Les « enfants de la grand-route »

Entre 1926 et 1972, la société de bienfaisance privée « Pro Juventute » a financé et mené un programme de rééducation des enfants des gens du voyage ou des Yéniches en Suisse. La fondation a créé pour ce faire « l'Œuvre des enfants de la grand-route ». Rééducation signifiait que les enfants et les adolescents étaient retirés à leurs familles pour être recueillis par des foyers ou auprès de parents nourriciers. Le plus souvent intervenait un régime de tutelle : les parents se voyaient retirer l'autorité parentale et les enfants étaient confiés à un tuteur. Durant la période entre les deux guerres mondiales, de nombreux enfants ont été enlevés à leur famille en Suisse, ce qui était systématique pour les familles Yéniches. De nombreux « enfants de la grand-route » ainsi que leurs parents ont été placés dans des maisons d'éducation et des camps de rééducation par le travail, ou encore internés en hôpitaux psychiatriques.

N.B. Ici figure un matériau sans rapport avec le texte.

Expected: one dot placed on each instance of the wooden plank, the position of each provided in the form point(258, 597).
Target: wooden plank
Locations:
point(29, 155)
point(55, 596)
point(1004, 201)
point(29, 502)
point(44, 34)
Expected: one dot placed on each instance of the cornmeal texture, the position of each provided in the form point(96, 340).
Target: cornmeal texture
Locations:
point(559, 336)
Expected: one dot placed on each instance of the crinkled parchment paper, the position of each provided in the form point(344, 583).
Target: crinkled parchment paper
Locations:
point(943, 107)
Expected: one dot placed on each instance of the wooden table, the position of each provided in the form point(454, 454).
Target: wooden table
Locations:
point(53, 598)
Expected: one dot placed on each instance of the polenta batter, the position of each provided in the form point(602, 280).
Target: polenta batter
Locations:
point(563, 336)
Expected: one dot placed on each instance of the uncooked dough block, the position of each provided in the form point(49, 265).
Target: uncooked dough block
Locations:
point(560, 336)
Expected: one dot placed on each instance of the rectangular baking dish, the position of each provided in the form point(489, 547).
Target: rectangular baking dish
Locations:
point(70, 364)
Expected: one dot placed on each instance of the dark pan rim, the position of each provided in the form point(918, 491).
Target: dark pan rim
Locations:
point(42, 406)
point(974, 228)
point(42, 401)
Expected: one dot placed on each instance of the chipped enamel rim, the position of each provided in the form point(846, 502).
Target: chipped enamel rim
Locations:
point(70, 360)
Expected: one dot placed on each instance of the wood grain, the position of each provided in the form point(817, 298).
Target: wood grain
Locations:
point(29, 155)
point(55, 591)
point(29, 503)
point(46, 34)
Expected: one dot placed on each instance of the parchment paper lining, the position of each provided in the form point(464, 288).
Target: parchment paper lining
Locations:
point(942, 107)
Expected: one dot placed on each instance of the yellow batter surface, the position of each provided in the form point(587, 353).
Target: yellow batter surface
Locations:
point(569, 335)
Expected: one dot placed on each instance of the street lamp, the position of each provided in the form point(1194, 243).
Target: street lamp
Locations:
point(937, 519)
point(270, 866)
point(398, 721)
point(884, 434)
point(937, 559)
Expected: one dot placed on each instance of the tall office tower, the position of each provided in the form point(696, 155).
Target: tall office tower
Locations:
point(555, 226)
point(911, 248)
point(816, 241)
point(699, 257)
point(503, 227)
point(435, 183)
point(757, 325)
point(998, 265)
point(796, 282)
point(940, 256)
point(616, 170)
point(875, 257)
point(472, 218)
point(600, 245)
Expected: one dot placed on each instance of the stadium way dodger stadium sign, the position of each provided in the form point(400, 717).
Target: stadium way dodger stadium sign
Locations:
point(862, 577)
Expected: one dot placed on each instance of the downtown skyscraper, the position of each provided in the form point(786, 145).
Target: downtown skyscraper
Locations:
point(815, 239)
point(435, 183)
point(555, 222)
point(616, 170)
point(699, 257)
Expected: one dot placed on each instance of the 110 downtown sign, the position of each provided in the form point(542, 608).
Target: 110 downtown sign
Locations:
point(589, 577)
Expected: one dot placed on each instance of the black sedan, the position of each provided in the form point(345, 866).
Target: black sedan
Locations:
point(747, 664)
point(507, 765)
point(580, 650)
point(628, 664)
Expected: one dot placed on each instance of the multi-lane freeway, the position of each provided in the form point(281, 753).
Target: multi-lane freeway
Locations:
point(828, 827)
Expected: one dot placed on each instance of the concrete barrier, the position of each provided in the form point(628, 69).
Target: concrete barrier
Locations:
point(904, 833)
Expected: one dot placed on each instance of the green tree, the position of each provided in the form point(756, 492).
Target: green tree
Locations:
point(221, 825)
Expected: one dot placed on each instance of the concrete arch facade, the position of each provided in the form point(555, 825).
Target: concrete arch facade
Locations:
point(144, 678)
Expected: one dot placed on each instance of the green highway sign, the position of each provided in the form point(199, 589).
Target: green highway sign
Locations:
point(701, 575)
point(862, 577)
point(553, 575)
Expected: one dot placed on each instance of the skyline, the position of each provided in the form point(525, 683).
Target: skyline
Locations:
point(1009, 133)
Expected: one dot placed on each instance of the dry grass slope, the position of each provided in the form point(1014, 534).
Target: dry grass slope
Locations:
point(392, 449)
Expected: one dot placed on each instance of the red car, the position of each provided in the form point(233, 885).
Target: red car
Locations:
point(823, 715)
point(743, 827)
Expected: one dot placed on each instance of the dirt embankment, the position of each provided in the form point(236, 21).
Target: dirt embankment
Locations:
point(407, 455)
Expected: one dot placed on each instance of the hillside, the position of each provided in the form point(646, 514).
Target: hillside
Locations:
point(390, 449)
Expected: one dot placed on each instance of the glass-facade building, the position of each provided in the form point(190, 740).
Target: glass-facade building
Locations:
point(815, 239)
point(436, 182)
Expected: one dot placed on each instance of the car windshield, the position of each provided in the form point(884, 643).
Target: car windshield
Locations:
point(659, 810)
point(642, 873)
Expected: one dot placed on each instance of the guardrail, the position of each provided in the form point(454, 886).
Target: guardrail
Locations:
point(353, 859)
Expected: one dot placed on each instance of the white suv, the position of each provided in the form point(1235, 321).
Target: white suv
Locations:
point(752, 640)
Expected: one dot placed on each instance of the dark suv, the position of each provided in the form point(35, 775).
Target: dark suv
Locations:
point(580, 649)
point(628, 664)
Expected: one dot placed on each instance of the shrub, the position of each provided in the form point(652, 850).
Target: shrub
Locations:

La Confédération, les cantons et les communes, de même que des œuvres de bienfaisance, des foyers et des personnes privées toléraient et soutenaient financièrement ce programme. Il y eut certes ici et là des critiques ou de la résistance. Mais il a fallu attendre 1973 pour qu'une campagne de la revue « Schweizerischer Beobachter » aboutisse à la dissolution de « l'Œuvre ». Depuis, les personnes concernées et leurs familles se battent pour obtenir réparation et la reconnaissance des revendications des gens du voyage. En 1986, le conseiller fédéral Alphons Egli a présenté des excuses aux personnes concernées pour l'aide que la Confédération avait accordée à « l'Œuvre ».

En 1987, les Archives fédérales suisses ont récupéré les documents de l'Œuvre des enfants de la grand-route (1855-1989) auprès de Pro Juventute. Ces archives comprennent près de 120 dossiers familiaux et 800 dossiers personnels, une seule et même personne pouvant avoir fait l'objet de plusieurs dossiers. Les dossiers personnels comportent des décisions des autorités de tutelle, des décomptes de patrimoines de pupilles, des actes d'adoption, des pièces de correspondance avec les foyers et les autorités, les lettres adressées à des pupilles ou écrites par ceux-ci, des documents d'expulsion et partiellement des photos. Ce fonds gère en outre des fichiers de donateurs, des documents comptables, des bilans annuels, des extraits de journaux et des documentations de sessions.

Outre ce riche fonds, il existe aussi des documents de la Commission des dossiers « Enfants de la grand-route » (1928-1993) ainsi que de l'Autorité de surveillance des fondations du Département fédéral de l'intérieur (1915-1946).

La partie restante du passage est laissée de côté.